- Directed by: René "Residente" Pérez Joglar
- Screenplay by: René "Residente" Pérez Joglar; Alexander Dinelaris Jr.;
- Produced by: René "Residente" Pérez Joglar; Erick Douât; Edward Norton; Bill Migliore;
- Starring: Benito "Bad Bunny" Martínez Ocasio; Viggo Mortensen; Edward Norton;
- Cinematography: Anthony Dod Mantle
- Music by: Gyða Valtýsdóttir
- Production companies: 1868 Studios; Class 5 Films;
- Country: United States
- Languages: English; Spanish;

= Porto Rico (film) =

Upcoming drama film by Residente

Porto Rico is an upcoming historical drama film directed by René "Residente" Pérez Joglar.

== Plot ==
The film is based on the life of Puerto Rican revolutionary José Maldonado Román, known as Águila Blanca (White Eagle), set in the late 19th century.
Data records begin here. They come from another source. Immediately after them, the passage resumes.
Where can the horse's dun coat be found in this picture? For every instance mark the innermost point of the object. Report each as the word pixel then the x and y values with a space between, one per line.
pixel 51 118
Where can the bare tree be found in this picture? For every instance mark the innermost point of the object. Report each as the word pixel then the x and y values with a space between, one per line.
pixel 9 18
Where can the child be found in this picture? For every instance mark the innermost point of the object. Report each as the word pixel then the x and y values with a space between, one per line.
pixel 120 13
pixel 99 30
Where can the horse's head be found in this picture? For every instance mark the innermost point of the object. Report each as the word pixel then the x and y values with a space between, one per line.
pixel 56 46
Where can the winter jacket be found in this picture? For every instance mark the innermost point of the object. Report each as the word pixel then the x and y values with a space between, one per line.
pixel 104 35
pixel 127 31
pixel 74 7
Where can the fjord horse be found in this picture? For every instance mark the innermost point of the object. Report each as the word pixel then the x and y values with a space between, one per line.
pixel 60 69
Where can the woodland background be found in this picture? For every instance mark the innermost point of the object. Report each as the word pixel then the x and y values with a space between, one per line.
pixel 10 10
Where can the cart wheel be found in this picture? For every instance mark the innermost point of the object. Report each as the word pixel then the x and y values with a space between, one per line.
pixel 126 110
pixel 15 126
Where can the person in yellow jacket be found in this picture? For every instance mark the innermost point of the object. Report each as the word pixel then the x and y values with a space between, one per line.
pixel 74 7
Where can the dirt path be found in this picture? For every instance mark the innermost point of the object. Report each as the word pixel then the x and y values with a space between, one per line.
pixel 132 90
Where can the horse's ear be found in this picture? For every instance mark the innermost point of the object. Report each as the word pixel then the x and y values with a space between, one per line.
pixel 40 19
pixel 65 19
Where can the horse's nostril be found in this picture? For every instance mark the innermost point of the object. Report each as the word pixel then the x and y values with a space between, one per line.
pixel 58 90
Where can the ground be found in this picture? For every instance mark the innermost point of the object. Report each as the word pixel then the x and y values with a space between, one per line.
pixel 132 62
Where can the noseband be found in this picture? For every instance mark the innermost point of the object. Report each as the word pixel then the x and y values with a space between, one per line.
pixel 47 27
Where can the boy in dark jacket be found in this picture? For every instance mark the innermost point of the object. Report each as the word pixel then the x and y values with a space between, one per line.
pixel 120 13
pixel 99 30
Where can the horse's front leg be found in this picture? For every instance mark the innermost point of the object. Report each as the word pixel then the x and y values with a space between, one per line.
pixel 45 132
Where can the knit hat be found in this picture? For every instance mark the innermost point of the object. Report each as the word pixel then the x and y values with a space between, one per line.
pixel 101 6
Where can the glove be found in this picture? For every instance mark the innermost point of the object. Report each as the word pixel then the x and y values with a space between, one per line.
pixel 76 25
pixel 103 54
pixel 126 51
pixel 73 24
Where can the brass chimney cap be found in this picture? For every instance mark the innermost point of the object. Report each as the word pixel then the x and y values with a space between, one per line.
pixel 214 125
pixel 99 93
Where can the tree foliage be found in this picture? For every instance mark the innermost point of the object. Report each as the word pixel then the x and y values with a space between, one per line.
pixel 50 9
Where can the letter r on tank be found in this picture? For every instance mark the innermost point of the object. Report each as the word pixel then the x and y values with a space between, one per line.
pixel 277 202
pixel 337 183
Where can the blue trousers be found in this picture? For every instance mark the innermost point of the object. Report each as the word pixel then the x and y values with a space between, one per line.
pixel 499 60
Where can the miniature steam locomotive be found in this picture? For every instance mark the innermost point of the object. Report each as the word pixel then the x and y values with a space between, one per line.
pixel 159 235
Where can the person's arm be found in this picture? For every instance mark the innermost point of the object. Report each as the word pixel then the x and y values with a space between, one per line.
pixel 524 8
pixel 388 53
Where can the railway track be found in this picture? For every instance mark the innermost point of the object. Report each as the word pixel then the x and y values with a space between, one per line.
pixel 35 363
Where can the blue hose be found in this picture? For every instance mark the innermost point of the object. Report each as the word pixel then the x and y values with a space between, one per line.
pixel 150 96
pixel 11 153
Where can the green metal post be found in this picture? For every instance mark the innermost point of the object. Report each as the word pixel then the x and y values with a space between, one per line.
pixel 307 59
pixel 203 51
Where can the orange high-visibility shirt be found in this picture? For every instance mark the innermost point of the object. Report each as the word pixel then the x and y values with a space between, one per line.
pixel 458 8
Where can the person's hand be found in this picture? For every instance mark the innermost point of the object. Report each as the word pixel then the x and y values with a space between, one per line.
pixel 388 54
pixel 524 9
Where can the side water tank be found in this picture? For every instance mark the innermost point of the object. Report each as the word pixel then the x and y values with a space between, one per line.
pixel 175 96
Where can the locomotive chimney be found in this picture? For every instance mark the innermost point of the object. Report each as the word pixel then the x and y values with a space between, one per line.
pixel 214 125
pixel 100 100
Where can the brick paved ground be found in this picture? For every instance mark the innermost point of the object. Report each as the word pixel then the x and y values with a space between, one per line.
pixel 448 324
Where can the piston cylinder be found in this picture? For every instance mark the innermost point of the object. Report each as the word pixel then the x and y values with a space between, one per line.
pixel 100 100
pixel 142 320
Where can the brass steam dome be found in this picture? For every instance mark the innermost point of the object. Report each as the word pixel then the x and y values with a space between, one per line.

Maldonado Román fought against colonialism by leading a gang of ex-convicts to vindicate Puerto Rico as it sought its identity as a country.

==Cast==
- Benito "Bad Bunny" Martínez Ocasio
- Viggo Mortensen
- Edward Norton
- Richard Gadd
- Rhenzy Feliz
- Ismael Cruz Córdova
- Daniel Brühl
- Rubén Blades
- Alberto Guerra
- Óscar Jaenada
- Luis Tosar
- Carmen Machi
- Marcel Ruiz
- Arian Cartaya

==Production==
It was announced in February 2023 that René "Residente" Pérez Joglar was to team with screenwriter Alexander Dinelaris Jr. to write a screenplay about Puerto Rican revolutionary José Maldonado Román. The project developed further in February 2026, when it was announced Joglar would be directing the film, with Benito "Bad Bunny" Martínez Ocasio, Viggo Mortensen, Edward Norton and Javier Bardem set to star. Alejandro González Iñárritu was announced to serve as an executive producer. Bardem exited the project by September, with Richard Gadd, Rhenzy Feliz, Daniel Brühl, and Rubén Blades among new cast additions announced.

Filming began in the Dominican Republic in August 2026.